The dagger drank from it and hummed a single, satisfied note.
Letting go of it was the last thing I wanted.
But I had no choice. This was my only choice.
I pulled my arm back and threw the dagger. Feralis go with it. Send it as far as it can fly.
The moment it left my hand, pain returned. Sudden, ferocious, all-encompassing. My punctured lung. My battered shoulder and hip. My seared eyes.
This was it. This was the end.
Let it be fast.
I didn’t know which queen arrived first; I only heard boots on the grass. A cold-fingered hand gripped my throat, shoved my head back into the spire. My scalp hit the stone so hard, stars appeared.
Cold metal slid through my sternum into my heart.
Pain, pain, nothing but pain.
Death opened before me. I couldn’t even see the sky past Liora’s blinding light.

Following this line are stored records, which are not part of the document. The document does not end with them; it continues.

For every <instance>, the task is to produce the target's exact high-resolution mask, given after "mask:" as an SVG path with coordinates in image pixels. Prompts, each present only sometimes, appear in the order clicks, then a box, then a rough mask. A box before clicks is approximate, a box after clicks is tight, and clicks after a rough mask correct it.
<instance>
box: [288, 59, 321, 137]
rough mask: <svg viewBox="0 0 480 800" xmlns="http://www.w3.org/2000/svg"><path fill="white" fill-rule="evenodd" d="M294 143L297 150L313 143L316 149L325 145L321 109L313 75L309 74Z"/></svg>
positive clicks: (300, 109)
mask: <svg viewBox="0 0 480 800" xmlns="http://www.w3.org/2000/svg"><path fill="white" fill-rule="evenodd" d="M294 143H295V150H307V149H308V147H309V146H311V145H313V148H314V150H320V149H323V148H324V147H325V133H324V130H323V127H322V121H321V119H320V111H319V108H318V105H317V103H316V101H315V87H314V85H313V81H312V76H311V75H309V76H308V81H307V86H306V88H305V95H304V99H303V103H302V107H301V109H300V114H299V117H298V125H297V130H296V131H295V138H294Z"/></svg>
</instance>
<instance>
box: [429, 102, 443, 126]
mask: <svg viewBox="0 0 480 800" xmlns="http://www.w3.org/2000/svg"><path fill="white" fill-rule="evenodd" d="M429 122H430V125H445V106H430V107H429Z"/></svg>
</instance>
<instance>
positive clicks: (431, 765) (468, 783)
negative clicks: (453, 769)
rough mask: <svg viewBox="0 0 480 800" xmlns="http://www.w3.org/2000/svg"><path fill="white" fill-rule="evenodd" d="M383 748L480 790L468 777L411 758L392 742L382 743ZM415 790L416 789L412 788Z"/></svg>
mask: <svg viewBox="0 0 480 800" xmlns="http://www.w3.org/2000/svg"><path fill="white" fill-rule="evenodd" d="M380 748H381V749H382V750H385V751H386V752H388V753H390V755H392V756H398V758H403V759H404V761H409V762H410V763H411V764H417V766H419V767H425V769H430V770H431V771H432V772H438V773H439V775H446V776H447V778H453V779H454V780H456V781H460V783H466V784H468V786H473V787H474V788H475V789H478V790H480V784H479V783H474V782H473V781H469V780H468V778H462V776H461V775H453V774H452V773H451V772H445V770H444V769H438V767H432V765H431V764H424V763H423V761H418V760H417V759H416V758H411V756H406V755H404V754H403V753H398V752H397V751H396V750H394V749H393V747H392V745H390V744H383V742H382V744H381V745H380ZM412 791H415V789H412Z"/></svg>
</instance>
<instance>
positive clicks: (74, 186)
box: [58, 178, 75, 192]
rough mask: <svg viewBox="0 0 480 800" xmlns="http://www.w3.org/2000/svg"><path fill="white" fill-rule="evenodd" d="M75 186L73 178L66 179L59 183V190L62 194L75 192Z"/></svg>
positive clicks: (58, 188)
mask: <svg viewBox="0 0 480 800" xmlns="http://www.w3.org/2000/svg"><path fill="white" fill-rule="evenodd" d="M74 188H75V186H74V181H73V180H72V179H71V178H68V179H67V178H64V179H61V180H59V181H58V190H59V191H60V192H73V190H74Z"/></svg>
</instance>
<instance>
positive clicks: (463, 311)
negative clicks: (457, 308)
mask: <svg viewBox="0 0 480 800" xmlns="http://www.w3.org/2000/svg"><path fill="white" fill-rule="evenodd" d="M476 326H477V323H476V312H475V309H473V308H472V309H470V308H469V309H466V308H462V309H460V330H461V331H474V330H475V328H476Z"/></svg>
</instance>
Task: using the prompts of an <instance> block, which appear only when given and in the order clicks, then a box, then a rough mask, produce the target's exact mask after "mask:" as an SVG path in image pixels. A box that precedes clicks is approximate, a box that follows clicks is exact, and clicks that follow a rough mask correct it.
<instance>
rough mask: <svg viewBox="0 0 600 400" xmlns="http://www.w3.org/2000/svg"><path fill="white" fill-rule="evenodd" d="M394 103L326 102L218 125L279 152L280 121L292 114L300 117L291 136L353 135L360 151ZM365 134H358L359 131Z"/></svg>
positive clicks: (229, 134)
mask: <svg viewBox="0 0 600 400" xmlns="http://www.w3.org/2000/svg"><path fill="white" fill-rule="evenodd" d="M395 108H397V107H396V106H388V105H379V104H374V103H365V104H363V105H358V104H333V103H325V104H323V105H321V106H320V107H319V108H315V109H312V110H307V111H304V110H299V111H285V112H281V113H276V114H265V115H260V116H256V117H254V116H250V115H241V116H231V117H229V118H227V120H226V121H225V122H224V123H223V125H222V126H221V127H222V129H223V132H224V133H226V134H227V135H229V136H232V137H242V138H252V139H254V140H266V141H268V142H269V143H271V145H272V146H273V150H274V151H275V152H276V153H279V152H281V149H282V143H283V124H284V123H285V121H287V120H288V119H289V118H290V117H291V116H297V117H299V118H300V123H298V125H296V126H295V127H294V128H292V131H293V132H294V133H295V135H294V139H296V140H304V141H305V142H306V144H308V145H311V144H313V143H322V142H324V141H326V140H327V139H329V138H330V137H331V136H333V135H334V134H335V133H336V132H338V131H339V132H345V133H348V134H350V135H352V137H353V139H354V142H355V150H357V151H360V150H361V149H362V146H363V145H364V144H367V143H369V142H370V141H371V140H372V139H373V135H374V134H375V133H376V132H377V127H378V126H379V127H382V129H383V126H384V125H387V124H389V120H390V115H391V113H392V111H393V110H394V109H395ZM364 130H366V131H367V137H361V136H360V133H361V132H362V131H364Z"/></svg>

Life faded. The world dimmed. My mother’s face appeared before me in flashes, beaming, then crying, then beaming again. I didn’t want to see her worst days, only her good ones. Only her brown eyes gleaming with love.
She’d loved me. She’d loved me. She’d loved me.
I had to believe it. I did.
The last thing I heard was Caustrix. Not words, just laughter. The piece of the dragon I’d brought with me out of that cavern laughed and laughed and laughed.